Can a policeman in uniform

  WhiteTruckMan 22:41 17 May 2007

direct you to (apparently) break the law? (This is another of those 'came up in conversation' thingys).

Here's the deal: about six months ago I was out and about in my artic when I came across a road closed and a policeman (not a traffic guy) directing traffic along another road as a diversion. I initially refused to take it as it was signed as a 7.5 tonne weight limit (I was grossing about 35 tonnes at the time). It wasnt even an 'except for access' road. As no other vehicles could get past me I was told that I would be charged with obstruction if I didnt. I asked the policeman for his name and collar number, then went down the road indicated. But if there was some bright young eager beaver policeman at the other end of the road who wanted to make an issue of it, just how deep in the smelly stuff would I have been?


  Forum Editor 22:47 17 May 2007

You were following instructions given to you by a police officer in the execution of his duty, and in fact you may have been in more trouble had you failed to comply.

Had you attempted to cross a weight-limited bridge the outcome might have been interesting, but then you wouldn't have done that, I'm sure. That said, it sounds as though you couldn't have turned on the road in question, whatever had happened.

  hkvic 23:43 17 May 2007

Road Traffic Act 1988

Sec 35.—(1) Where a constable is for the time being engaged in the regulation of traffic in a road, a person driving or propelling a vehicle who neglects or refuses—

(a) to stop the vehicle, or

(b) to make it proceed in, or keep to, a particular line of traffic,

when directed to do so by the constable in the execution of his duty is guilty of an offence.

  WhiteTruckMan 00:02 18 May 2007

but one thing is sure. Had I taken the decision to go down that road myself (in the absense of a policeman) I would have been guilty of an offence. I'm still not sure that I was in the clear just because I was told to do so. I know the police have the authority to ignore many laws in the coure of their duties. I just dont know if this particular instruction was a legal one, is all.

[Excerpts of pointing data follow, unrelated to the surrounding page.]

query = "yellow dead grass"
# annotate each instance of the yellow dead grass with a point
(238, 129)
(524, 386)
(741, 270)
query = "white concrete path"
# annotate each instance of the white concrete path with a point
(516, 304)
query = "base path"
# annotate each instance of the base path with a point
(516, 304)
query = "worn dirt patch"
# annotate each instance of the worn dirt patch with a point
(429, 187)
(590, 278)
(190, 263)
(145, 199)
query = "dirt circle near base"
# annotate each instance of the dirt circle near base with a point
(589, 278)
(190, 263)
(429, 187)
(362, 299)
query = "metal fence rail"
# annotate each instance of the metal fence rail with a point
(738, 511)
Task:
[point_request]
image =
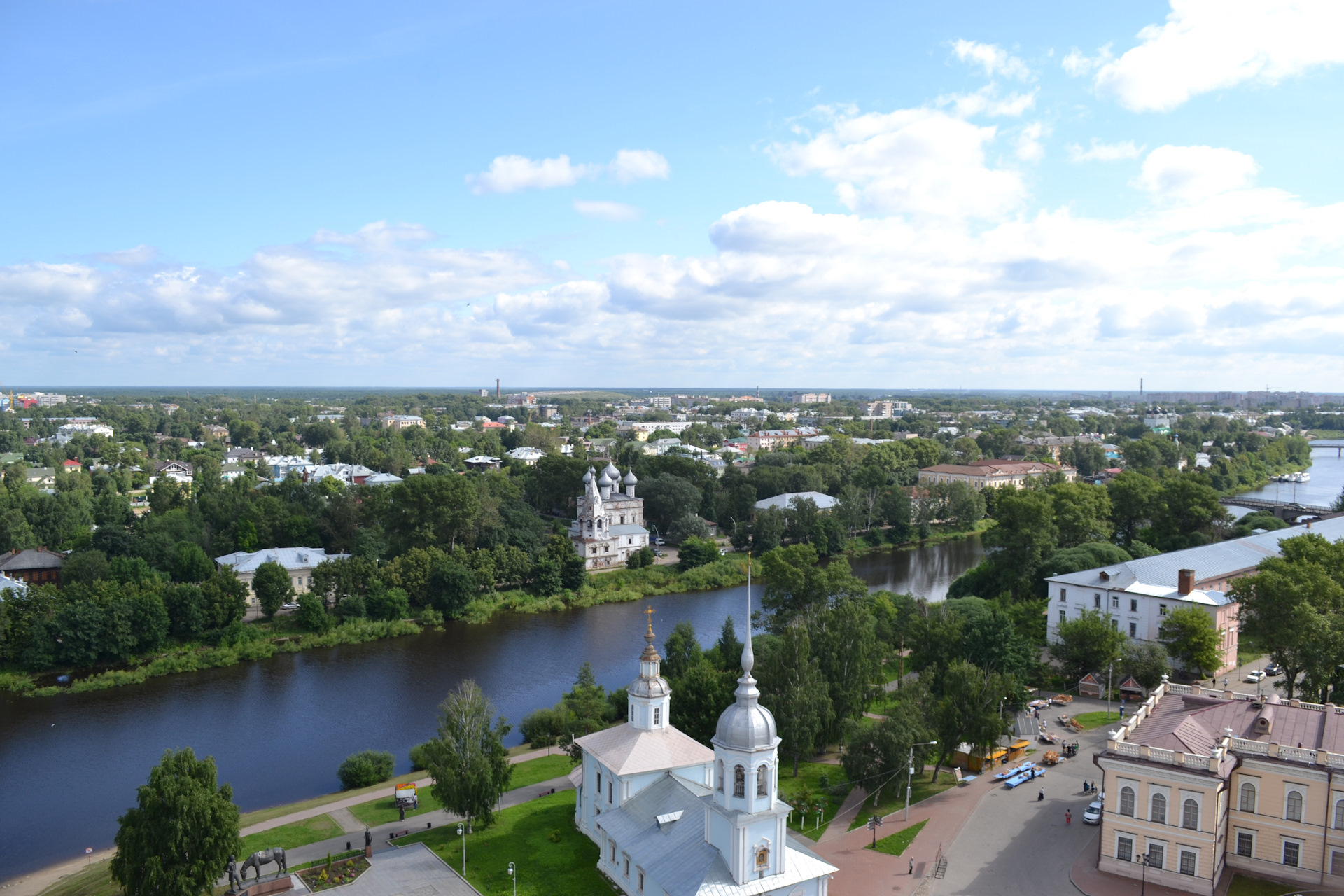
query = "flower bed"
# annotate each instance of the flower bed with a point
(327, 875)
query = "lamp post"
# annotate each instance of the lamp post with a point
(910, 771)
(461, 832)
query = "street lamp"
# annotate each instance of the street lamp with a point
(910, 771)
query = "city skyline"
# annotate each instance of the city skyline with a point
(991, 197)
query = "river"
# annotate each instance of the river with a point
(279, 729)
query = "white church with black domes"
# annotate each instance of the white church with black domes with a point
(673, 818)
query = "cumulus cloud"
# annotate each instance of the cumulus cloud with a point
(605, 210)
(1212, 45)
(918, 162)
(1104, 152)
(992, 59)
(510, 174)
(1187, 174)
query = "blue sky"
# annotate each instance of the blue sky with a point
(921, 195)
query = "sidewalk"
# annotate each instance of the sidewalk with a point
(866, 871)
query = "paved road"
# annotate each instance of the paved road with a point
(1014, 844)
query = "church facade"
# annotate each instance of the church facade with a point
(610, 524)
(673, 818)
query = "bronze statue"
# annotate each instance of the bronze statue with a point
(265, 858)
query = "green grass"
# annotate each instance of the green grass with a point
(94, 880)
(299, 833)
(1091, 720)
(808, 780)
(561, 867)
(1243, 886)
(897, 843)
(534, 771)
(892, 796)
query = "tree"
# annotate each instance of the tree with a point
(793, 690)
(968, 708)
(179, 839)
(1147, 663)
(696, 552)
(1086, 644)
(273, 587)
(1191, 637)
(467, 760)
(366, 769)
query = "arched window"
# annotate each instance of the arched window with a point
(1190, 814)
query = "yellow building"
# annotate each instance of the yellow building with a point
(1203, 782)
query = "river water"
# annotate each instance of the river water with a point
(279, 729)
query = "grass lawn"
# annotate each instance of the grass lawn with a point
(809, 782)
(892, 796)
(1243, 886)
(94, 880)
(554, 859)
(1091, 720)
(299, 833)
(897, 843)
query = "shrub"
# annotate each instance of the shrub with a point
(365, 769)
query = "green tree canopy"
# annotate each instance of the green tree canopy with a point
(179, 837)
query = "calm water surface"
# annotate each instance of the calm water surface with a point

  Forum Editor 00:21 18 May 2007

have the authority to "ignore many laws" in the execution of their duty, but they do have the power to waive the necessity for motorists to observe certain laws - and this was an instance of it.

Police vehicles may exceed the speed limit and ignore traffic signals when answering an emergency call for instance, but only if they can do so safely. Police officers aren't given immunity from the law, just the power to ignore it under certain sets of strictly defined circumstances.

  WhiteTruckMan 01:12 18 May 2007

-admitedly a poor choice of word on my part-but definitely some. And it was in terms of vehicle usage I was thinking. Things like reversing up motorway hard shoulders and slip roads, parking in places you or I would get moved on from, driving on the wrong side of the road, wrong way down one way streets etc.


  Cymro. 11:20 18 May 2007

If you had ended up in some sort of trouble because you did what the policeman told you, I bet he would have denied he ever told you to go down that road.

  hkvic 12:28 18 May 2007

Police drivers are not exempt from the road traffic laws per se. In extreme circumstances where conditions dictate, police drivers may transgress a particular law but only after due consideration and making sure that no danger is caused.

So for instance, during an emergency call, the driver may go a through a red traffic light but MUST treat it as a give way and not just go blasting through. Once the emergency has ceased, the driver must return to normal driving.

If an accident happens due to a police officer's driving, then he/she will be investigated and can expect to face court action the same as anyone else. They can also be subject of internal discipline hearings. If convicted, any points issued will go on the officers licence and must be declared for their own private insurance.

All drivers are taught "No call is so urgent as to justify an accident". and "Always better to arrive late than not at all".

  recap 13:47 18 May 2007

Some years ago when I was driving buses, I was instructed to take a diversion from a police officer. I got stuck and could not reverse or do any type of three point turn. I radioed in to the depot and was informed that an officer would be along to help me. After around an half hour of trying to turn me around the officer gave up, got on his motor bike and rode off. I did eventually get turned around, but took quite a lot of shunting.

When I returned to the depot I was informed that I had take the right course of action as it was a direction from an officer of the law. My passengers were not too pleased.

  Ho-Lin-Sok 14:12 18 May 2007

As we all know the Police are never wrong, when they are they cover it up, unfortunately for them they don't do that very well either.

  dukeboxhero 14:14 18 May 2007

i wonder how your insurance would have reacted if an accident had happend on the road with 7.5 tonne limit on it? would they see it as you shouldnt have been there?